Austin avait déclaré qu’il ne répondait qu’à Kamala Harris et Joe Biden, et le général Berger l’avait accusé de « vendre son âme au diable » pour la popularité.

Le général Berger avait ajouté qu’il résisterait par la force à toute tentative d’inoculer illégalement ses Marines.

L’hostilité entre les deux hommes s’est intensifiée mercredi matin lorsque Kirby, répondant à des questions lors d’un point de presse sur l’Afghanistan, a mentionné avec désinvolture que les vaccinations obligatoires commenceraient immédiatement.

Une source du bureau du général Berger a déclaré à Michael Baxter que son bureau avait reçu un mémo quelques minutes après la fin du briefing.

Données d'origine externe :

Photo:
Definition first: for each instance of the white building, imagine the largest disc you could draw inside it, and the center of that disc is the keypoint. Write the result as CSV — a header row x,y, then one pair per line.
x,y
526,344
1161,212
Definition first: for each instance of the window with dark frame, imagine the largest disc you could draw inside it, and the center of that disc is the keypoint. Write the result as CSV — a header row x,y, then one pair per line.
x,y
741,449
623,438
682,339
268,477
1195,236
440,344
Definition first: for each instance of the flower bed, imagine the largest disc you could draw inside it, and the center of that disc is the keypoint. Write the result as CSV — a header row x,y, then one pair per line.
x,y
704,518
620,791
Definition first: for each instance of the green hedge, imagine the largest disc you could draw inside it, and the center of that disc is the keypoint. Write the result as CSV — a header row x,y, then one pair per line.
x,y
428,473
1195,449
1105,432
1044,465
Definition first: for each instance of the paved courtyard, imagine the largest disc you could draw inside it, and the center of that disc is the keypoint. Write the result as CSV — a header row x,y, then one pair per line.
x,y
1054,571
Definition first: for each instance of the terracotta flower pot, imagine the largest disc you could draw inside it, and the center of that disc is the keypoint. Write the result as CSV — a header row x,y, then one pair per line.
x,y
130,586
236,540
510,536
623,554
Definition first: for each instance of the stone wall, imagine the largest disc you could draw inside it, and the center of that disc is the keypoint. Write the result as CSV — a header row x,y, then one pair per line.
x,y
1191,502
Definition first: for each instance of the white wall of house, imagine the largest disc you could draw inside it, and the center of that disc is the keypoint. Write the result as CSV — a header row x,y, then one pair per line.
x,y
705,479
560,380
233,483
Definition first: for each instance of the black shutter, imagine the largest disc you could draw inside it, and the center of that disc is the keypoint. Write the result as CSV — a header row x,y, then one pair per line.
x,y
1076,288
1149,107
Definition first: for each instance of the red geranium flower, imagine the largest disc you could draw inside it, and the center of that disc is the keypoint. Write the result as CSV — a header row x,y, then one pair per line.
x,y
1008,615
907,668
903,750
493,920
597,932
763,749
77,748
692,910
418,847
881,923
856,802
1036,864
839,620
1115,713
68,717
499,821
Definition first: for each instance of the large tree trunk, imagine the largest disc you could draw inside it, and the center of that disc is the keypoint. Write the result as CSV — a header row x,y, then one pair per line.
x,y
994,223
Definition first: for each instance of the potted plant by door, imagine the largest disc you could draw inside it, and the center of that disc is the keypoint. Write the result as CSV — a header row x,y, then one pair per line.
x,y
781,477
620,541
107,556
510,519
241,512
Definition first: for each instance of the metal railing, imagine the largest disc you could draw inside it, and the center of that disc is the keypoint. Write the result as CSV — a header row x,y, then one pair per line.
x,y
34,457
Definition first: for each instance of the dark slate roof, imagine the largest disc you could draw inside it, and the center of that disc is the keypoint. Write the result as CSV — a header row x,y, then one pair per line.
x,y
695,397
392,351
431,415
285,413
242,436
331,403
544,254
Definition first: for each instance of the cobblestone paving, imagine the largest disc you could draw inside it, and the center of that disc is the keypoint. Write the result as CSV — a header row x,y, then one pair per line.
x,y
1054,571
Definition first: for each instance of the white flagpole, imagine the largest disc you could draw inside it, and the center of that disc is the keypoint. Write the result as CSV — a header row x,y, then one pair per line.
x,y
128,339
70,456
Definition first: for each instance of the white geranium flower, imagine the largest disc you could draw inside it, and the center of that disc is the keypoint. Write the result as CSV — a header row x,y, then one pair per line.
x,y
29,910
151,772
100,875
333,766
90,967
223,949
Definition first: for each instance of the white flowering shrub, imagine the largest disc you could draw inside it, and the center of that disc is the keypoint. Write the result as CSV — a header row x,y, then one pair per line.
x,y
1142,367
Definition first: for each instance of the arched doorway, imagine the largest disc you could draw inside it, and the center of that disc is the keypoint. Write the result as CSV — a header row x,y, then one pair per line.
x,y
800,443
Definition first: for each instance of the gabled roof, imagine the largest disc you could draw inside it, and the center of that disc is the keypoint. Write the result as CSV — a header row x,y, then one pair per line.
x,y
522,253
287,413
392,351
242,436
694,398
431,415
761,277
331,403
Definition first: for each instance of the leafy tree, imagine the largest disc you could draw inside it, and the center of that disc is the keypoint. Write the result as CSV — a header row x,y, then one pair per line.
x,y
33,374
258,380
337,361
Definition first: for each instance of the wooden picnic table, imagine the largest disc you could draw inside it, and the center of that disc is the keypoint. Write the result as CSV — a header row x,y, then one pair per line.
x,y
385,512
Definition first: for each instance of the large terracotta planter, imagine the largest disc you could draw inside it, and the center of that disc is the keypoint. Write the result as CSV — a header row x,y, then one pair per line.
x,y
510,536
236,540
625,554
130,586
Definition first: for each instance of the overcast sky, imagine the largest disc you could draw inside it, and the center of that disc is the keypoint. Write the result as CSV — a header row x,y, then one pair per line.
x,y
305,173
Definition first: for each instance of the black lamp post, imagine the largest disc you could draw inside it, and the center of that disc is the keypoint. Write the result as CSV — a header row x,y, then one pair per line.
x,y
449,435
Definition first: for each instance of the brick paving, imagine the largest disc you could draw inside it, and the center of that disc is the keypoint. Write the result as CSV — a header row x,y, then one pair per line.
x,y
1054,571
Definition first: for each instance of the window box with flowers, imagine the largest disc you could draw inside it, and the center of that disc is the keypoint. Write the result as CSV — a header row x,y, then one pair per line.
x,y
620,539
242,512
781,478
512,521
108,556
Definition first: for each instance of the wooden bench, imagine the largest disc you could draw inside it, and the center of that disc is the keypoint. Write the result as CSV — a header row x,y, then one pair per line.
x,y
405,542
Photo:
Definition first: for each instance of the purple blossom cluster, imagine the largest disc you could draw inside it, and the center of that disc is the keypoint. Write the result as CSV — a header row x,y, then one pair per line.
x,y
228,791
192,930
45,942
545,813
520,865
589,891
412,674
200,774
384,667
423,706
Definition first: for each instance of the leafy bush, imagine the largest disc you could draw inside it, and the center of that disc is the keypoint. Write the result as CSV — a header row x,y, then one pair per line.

Ce mémo indiquait que 800 000 des 1 346 000 membres du personnel de service actif du pays, dont 156 000 Marines, avaient refusé la vaccination.

À titre de comparaison, ces chiffres représentent 59% – une majorité – de l’ensemble du pays et 86% du corps des Marines.

En outre, le mémo affirme qu’aucun soldat ne se verra accorder une dérogation, indépendamment de son état de santé ou de son appartenance religieuse.

« Si un homme ou une femme est en assez bonne santé pour servir dans les forces armées, il/elle est en assez bonne santé pour recevoir une vaccination Covid-19 » et « Nous ne pouvons tolérer que les forces armées refusent le vaccin en raison d’un conflit avec les croyances religieuses ».

« Tout le personnel militaire américain sera vacciné, à partir de maintenant », sont les mots portant la signature de Lloyd Austin.

Selon notre source, le général Berger a téléphoné à Austin et n’a prononcé que deux mots – « C’est terminé » – avant de passer le mémo à la déchiqueteuse.

Il insiste sur le fait que la position de Berger sur les vaccinations obligatoires est inchangée.

« Berger a appelé d’autres officiers militaires de haut rang juste après avoir vu le mémo. Il était livide », dit notre source.

« J’ai entendu Berger dire qu’il ne tolérerait pas cela et qu’il rassemblerait tous les moyens à sa disposition pour empêcher les vaccinations obligatoires dans l’armée. D’habitude, il est si bien disposé. Je n’ai jamais vu une telle rage chez lui », a déclaré notre source.

« Le général Berger ne reconnaît pas l’administration Biden. Il sait que le pouvoir a été illégalement usurpé, et l’élection volée.

Il pense que les vaccins nécessitent beaucoup plus de tests, et qu’il est inconstitutionnel et immoral d’utiliser des médicaments douteux sur des troupes en parfaite santé. Il est prêt à se battre pour cela », ajoute notre source.

Il affirme que le général Berger a le soutien de la plupart des chefs d’État-Major interarmées, y compris le chef de l’armée de terre, le général James C. McConville, le chef de l’armée de l’air, le général Charles Q. Brown, et le chef des opérations navales, Michael M. Gilday, qui sont tous nommés par Trump et qui ont tous juré de déposer Kamala Harris et Joe Bide, en toute hâte.